Prop#324: Clarify that we use TOR_VEGAS and cwnd-RTT BDP estimation

Also remove the deprecated cc_bdp_alg param, and update the cc_alg param description.
author: Mike Perry <mikeperry-git@torproject.org> 2023-06-27 21:05:13 +0000
committer: Mike Perry <mikeperry-git@torproject.org> 2023-06-27 21:05:13 +0000
commit: a8ded3ca6bfb795b0d050a805a1ee66a1673ebf6 (patch)
tree: ef8eab1d65e68f2c568fd666d9859797c7f5a11b /proposals/324-rtt-congestion-control.txt
parent: 62301aa08519f8848933ecd48f28476c4a481f1a (diff)
download: torspec-a8ded3ca6bfb795b0d050a805a1ee66a1673ebf6.tar.gz
torspec-a8ded3ca6bfb795b0d050a805a1ee66a1673ebf6.zip
1 files changed, 41 insertions, 40 deletions
diff --git a/proposals/324-rtt-congestion-control.txt b/proposals/324-rtt-congestion-control.txt
index 5126410..582c54d 100644
--- a/proposals/324-rtt-congestion-control.txt
+++ b/proposals/324-rtt-congestion-control.txt
@@ -163,14 +163,13 @@ false (no stall), and the RTT value is used.
 
 2.1.2. N_EWMA Smoothing [N_EWMA_SMOOTHING]
 
-Both RTT estimation and SENDME BDP estimation require smoothing, to
-reduce the effects of packet jitter.
+RTT estimation requires smoothing, to reduce the effects of packet jitter.
 
 This smoothing is performed using N_EWMA[27], which is an Exponential
 Moving Average with alpha = 2/(N+1):
 
-  N_EWMA = BDP*2/(N+1) + N_EWMA_prev*(N-1)/(N+1)
-         = (BDP*2 + N_EWMA_prev*(N-1))/(N+1).
+  N_EWMA = RTT*2/(N+1) + N_EWMA_prev*(N-1)/(N+1)
+         = (RTT*2 + N_EWMA_prev*(N-1))/(N+1).
 
 Note that the second rearranged form MUST be used in order to ensure that
 rounding errors are handled in the same manner as other implementations.
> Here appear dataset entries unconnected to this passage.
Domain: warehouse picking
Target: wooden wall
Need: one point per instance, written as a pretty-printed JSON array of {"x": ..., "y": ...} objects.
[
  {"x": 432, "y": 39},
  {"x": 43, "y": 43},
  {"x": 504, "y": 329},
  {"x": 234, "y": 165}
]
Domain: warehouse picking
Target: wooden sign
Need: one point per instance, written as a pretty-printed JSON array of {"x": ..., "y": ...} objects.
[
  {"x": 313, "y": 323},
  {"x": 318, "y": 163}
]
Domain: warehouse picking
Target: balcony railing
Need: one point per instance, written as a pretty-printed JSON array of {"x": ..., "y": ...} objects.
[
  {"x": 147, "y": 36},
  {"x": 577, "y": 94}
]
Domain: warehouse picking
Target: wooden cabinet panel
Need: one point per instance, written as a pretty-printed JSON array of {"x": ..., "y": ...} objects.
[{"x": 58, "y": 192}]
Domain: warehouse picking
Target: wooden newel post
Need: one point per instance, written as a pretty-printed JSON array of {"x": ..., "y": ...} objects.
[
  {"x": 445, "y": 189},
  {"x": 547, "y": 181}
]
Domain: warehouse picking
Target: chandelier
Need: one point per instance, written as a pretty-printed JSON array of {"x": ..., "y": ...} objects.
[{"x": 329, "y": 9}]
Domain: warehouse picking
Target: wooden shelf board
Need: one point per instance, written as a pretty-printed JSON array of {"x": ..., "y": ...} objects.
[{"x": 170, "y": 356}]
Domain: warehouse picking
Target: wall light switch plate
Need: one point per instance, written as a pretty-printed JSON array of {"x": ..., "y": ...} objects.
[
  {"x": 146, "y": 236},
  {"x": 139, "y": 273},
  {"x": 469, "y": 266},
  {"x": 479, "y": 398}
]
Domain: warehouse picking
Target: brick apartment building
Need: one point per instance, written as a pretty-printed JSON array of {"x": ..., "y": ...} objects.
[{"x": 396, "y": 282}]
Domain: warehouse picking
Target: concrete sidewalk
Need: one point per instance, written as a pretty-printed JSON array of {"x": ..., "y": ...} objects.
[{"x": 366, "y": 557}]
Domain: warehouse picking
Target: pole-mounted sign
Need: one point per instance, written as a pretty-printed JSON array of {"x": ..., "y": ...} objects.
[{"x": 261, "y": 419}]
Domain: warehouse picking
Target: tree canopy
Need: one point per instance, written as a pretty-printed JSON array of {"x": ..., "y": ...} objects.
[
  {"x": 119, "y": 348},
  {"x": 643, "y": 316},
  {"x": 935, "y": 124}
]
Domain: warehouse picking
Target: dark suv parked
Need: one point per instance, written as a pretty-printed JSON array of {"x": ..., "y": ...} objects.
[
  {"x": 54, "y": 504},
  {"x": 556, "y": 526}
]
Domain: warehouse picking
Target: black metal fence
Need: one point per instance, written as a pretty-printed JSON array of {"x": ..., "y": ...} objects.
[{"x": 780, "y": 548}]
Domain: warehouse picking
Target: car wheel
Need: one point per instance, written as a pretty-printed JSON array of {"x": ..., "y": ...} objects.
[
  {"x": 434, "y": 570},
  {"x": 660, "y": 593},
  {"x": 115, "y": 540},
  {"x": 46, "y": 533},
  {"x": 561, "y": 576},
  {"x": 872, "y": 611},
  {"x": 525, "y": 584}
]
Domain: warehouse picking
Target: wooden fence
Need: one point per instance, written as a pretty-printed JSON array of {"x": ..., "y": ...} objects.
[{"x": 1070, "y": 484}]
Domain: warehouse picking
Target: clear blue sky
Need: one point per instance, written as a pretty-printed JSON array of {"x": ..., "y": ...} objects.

@@ -179,10 +178,9 @@ Flow control rate limiting uses this function.
 
 During Slow Start, N is set to `cc_ewma_ss`, for RTT estimation.
 
-After Slow Start, for both RTT and SENDME BDP estimation, N is the number
-of SENDME acks between congestion window updates, divided by the value of consensus
-parameter 'cc_ewma_cwnd_pct', and then capped at a max of 'cc_ewma_max',
-but always at least 2:
+After Slow Start, N is the number of SENDME acks between congestion window
+updates, divided by the value of consensus parameter 'cc_ewma_cwnd_pct', and
+then capped at a max of 'cc_ewma_max', but always at least 2:
 
   N = MAX(MIN(CWND_UPDATE_RATE(cc)*cc_ewma_cwnd_pct/100, cc_ewma_max), 2);
 
@@ -247,12 +245,11 @@ have been given different names than in those two mails. The third algorithm,
 [TOR_NOLA], simply uses the latest BDP estimate directly as its congestion
 window.
 
-These algorithms will be evaluated by running Shadow simulations, to
-help determine parameter ranges, but experimentation on the live network
-will be required to determine which of these algorithms performs best
-when in competition with our current SENDME behavior, as used by real
-network traffic. This experimentation and tuning is detailed in section
-[EVALUATION].
+These algorithms were evaluated by running Shadow simulations, to help
+determine parameter ranges, and with experimentation on the live network.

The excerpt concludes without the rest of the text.